Если мистер Домби, чванившийся своим богатством, приобрел когда-либо врага, неумолимого и в ненависти своей безжалостно мстительного, то даже враг этот, быть может, принял бы боль, пронзившую надменное сердце мистера Домби, как возмездие за свою обиду.
Он наклонился к сыну и поцеловал его. Если глаза его были при этом затуманены чем-то, что на секунду заслонило маленькое личико, умственный его взор, может быть, стал зорче на это короткое мгновение.
- Скоро я тебя увижу, Поль. Ты свободен по субботам и воскресеньям.
- Да, папа, - отвечал Поль, глядя на сестру, - по субботам и воскресеньям.
- И ты постараешься многому научиться здесь и быть умным мужчиной, сказал мистер Домби. - Не так ли?
- Постараюсь, - устало отвечал ребенок.
- И теперь ты скоро будешь взрослым, - сказал мистер Домби.
- О, очень скоро! - отозвался ребенок.
И снова старческое, старческое выражение промелькнуло на его лице, словно странный луч. Он упал на миссис Пипчин и погас в ее черном платье. Эта превосходная людоедка шагнула вперед, чтобы попрощаться и увести Флоренс, что она давно уже порывалась сделать. Это движение заставило встрепенуться мистера Домби, чей взгляд был устремлен на Поля. Погладив его по голове и еще раз пожав его маленькую ручку, он с обычной своей ледяной учтивостью попрощался с доктором Блимбером, миссис Блимбер и мисс Блимбер и вышел из кабинета.
Несмотря на просьбу не беспокоиться, доктор Блимбер, миссис Блимбер и мисс Блимбер устремились вперед, чтобы проводить его до холла, вследствие чего миссис Пипчин оказалась зажатою между мисс Блимбер и доктором и была вытеснена из кабинета, прежде чем успела схватить Флоренс. Этой счастливой случайности Поль был впоследствии обязан сладким воспоминанием о том, как Флоренс бегом вернулась к нему, чтобы обвить руками его шею, и ее лицо было последним, мелькнувшим в дверях, - лицо, обращенное к нему с ободряющей улыбкой, казавшейся еще светлее благодаря слезам, сквозь которые она сияла.
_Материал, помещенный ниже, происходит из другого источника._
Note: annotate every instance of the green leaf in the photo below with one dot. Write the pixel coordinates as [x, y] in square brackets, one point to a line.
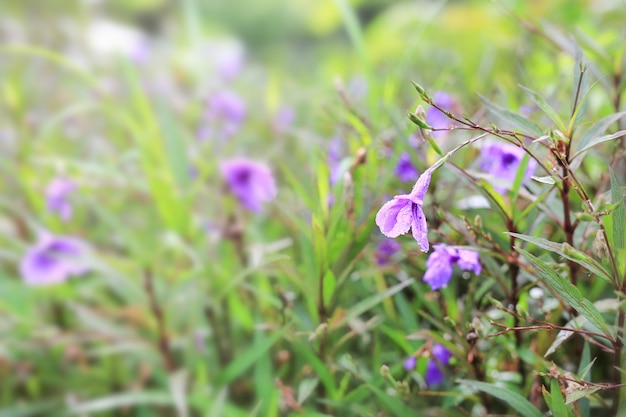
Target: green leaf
[392, 404]
[543, 105]
[619, 213]
[557, 406]
[248, 358]
[330, 282]
[572, 254]
[599, 128]
[595, 141]
[372, 301]
[515, 121]
[117, 401]
[515, 401]
[568, 291]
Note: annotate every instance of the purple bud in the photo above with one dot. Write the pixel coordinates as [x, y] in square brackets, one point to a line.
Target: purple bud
[250, 182]
[53, 260]
[434, 373]
[409, 363]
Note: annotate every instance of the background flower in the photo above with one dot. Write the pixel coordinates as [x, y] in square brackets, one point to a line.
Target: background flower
[434, 373]
[250, 182]
[501, 160]
[53, 260]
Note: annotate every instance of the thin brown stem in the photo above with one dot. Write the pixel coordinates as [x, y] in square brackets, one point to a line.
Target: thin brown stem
[163, 342]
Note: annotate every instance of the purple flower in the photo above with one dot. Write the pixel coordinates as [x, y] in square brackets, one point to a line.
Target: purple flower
[228, 110]
[57, 193]
[440, 263]
[404, 212]
[405, 169]
[440, 357]
[385, 250]
[250, 182]
[437, 119]
[334, 158]
[53, 260]
[502, 160]
[409, 363]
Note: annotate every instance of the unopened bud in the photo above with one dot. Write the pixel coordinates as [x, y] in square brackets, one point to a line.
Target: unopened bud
[478, 221]
[420, 90]
[600, 246]
[419, 122]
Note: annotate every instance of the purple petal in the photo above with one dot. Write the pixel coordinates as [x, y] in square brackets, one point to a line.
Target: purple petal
[250, 182]
[53, 260]
[420, 228]
[395, 217]
[434, 375]
[420, 187]
[439, 268]
[409, 363]
[442, 354]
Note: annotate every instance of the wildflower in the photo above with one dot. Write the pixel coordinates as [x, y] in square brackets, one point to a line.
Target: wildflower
[502, 160]
[53, 260]
[409, 363]
[440, 357]
[404, 212]
[437, 119]
[405, 169]
[228, 110]
[440, 263]
[385, 250]
[57, 193]
[250, 182]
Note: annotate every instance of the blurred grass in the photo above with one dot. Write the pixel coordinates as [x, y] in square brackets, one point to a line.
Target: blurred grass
[309, 315]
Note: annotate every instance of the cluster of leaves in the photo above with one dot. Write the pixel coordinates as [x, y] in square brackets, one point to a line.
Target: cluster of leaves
[193, 305]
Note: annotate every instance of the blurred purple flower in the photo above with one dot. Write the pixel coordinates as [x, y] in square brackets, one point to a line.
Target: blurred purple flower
[57, 193]
[334, 158]
[440, 263]
[53, 260]
[440, 357]
[385, 250]
[409, 363]
[502, 160]
[437, 119]
[250, 182]
[405, 169]
[404, 212]
[227, 110]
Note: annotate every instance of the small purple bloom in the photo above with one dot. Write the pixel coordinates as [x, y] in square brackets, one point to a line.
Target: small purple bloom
[228, 110]
[334, 158]
[57, 193]
[409, 363]
[53, 260]
[437, 119]
[250, 182]
[385, 250]
[405, 169]
[404, 212]
[502, 161]
[440, 357]
[440, 263]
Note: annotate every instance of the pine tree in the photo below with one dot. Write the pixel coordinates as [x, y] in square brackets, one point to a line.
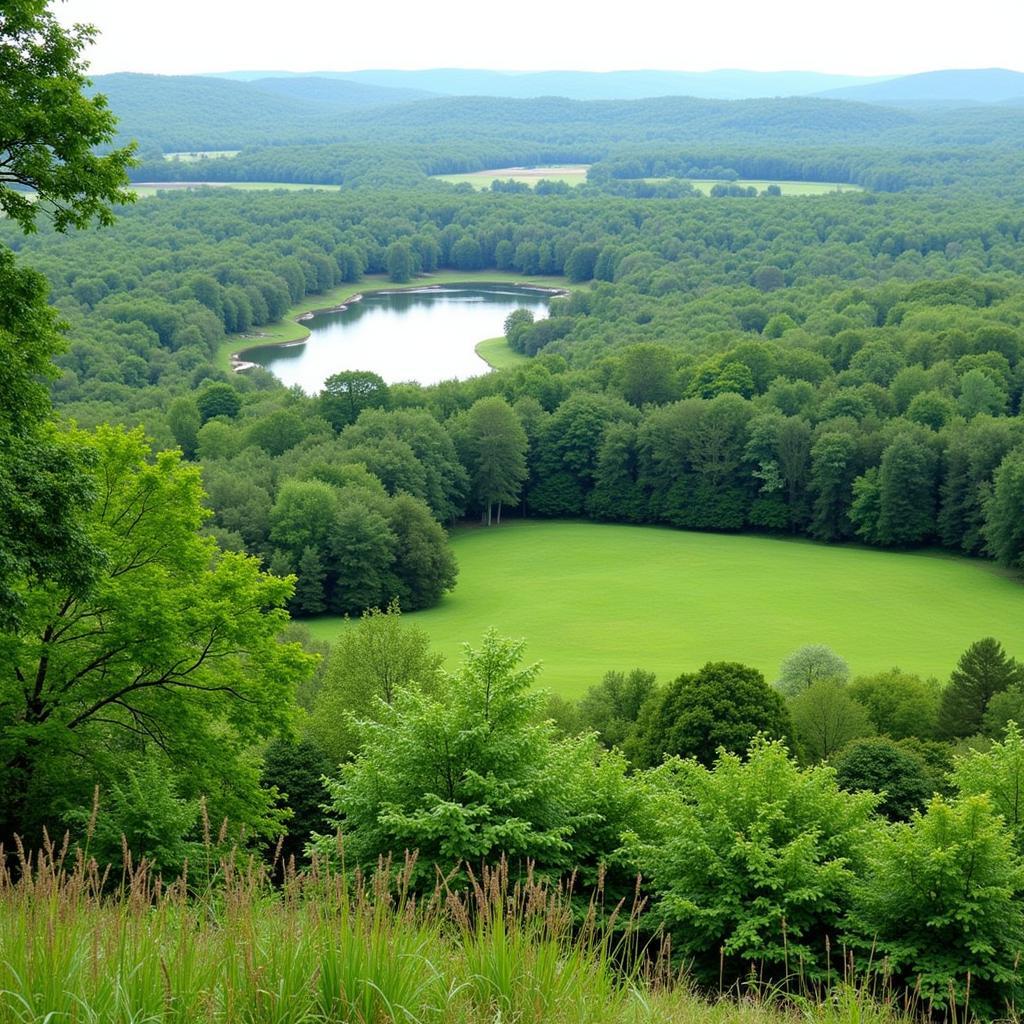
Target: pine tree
[308, 598]
[983, 671]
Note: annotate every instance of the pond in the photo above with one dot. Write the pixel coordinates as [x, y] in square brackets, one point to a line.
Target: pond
[423, 334]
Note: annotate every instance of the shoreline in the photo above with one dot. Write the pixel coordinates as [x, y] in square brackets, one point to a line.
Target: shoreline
[238, 363]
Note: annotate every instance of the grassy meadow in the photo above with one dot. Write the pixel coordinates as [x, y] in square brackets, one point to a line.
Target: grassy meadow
[591, 597]
[787, 187]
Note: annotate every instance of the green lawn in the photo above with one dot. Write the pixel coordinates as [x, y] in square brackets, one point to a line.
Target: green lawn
[498, 355]
[287, 329]
[572, 175]
[591, 597]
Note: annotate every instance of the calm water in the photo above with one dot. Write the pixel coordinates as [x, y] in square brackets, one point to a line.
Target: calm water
[424, 335]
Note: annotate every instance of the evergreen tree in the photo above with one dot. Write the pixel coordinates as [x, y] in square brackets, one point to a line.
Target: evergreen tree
[983, 671]
[308, 598]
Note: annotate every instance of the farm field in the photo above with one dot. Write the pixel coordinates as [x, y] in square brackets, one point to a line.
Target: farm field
[592, 597]
[787, 187]
[144, 189]
[195, 158]
[570, 174]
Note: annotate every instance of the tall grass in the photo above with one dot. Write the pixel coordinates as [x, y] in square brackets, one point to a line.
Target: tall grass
[78, 944]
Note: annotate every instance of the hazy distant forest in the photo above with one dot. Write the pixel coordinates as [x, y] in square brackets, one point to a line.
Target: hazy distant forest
[181, 699]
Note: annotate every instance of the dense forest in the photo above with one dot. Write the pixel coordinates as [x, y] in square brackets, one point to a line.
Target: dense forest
[849, 368]
[846, 367]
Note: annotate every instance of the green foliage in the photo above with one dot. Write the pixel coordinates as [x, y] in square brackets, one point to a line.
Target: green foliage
[372, 660]
[44, 484]
[492, 443]
[754, 858]
[294, 769]
[346, 393]
[141, 811]
[611, 708]
[997, 773]
[939, 908]
[725, 705]
[49, 129]
[1004, 523]
[983, 671]
[218, 399]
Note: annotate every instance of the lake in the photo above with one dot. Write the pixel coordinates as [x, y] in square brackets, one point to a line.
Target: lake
[423, 334]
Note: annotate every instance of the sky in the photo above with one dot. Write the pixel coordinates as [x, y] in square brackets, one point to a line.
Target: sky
[855, 37]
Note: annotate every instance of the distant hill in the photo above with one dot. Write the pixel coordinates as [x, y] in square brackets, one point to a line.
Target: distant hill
[339, 92]
[585, 85]
[984, 85]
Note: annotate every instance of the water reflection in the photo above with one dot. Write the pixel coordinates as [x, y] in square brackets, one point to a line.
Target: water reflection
[423, 334]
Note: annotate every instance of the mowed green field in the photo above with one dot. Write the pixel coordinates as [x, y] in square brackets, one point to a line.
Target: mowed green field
[590, 597]
[570, 174]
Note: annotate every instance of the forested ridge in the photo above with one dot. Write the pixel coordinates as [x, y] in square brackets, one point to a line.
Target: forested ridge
[849, 368]
[846, 368]
[800, 138]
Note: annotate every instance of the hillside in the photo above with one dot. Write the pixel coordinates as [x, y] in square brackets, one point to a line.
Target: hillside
[984, 85]
[171, 113]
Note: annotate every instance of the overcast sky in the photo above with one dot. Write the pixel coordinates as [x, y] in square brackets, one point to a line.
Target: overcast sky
[857, 37]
Вот почему его грудь вздымалась, когда улыбка исчезла, и тут же глобусы, книги, слепой Гомер и Минерва поплыли по комнате. Но вдруг они остановились; и тогда он услышал громогласные часы в холле, серьезно вопрошавшие: "Как по-жи-ва-ет мой друг? Как по-жи-ва-ет мой друг?"
Скрестив руки, он сидел на своем пьедестале и молча прислушивался. Но он мог бы ответить. "Устал, устал! Очень одинок, очень грустно!" И вот с мучительной пустотой в детском сердце, когда вокруг было так холодно, пустынно и чуждо, сидел Поль, словно его, беззащитного, бросили в жизнь и не было никого, кто мог бы прийти и украсить ее.